Os procuradores concluíram o processo acusando apenas Manuel Pedro e Charles Smith de uma tentativa
de extorsão, mas revelam estar convencidos de muito mais.
«Os autos contêm abundantes elementos de prova que sustentam
a forte convicção de que aos responsáveis da Freeport foram exigidas, por diversas vezes, quantias em dinheiro, alegadamente
destinadas às autoridades portuguesas e aos partidos políticos mais representativos», pode ler-se no despacho final, a que
a TVI teve acesso.
A acusação portuguesa cita uma conclusão semelhante do processo que correu os seus termos
em Inglaterra: «Foram obtidos fortes elementos de prova de que existiram abordagens aos representantes da Freeport e seus
agentes, alegadamente em nome de representantes do Estado português.»
Os procuradores Vítor Magalhães e Paes de Faria,
titulares do inquérito, justificam a desistência de perseguir esses crimes com a falta de provas suficientes para obter condenações
em julgamento.
«Foram considerados insuficientes os elementos de prova obtidos que tornariam possível uma condenação
por qualquer dos crimes em análise.
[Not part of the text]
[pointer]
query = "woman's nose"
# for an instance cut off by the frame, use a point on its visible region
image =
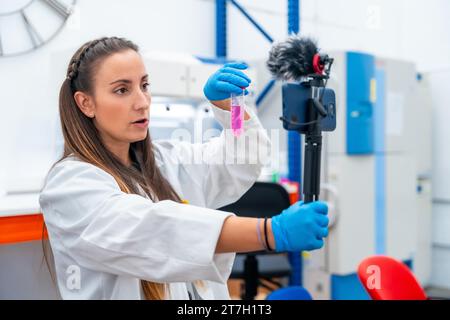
(142, 100)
Nomeadamente, as provas de terem existido acordos para pagamentos de subornos ou dos mesmos
pagamentos terem tido lugar», acrescentam.
Esta quinta-feira, a Procuradoria-Geral da República anunciou que vai
abrir um inquérito para esclarecer se os procuradores encarregues do processo Freeport desejavam ter mais tempo para
poderem ouvir José Sócrates.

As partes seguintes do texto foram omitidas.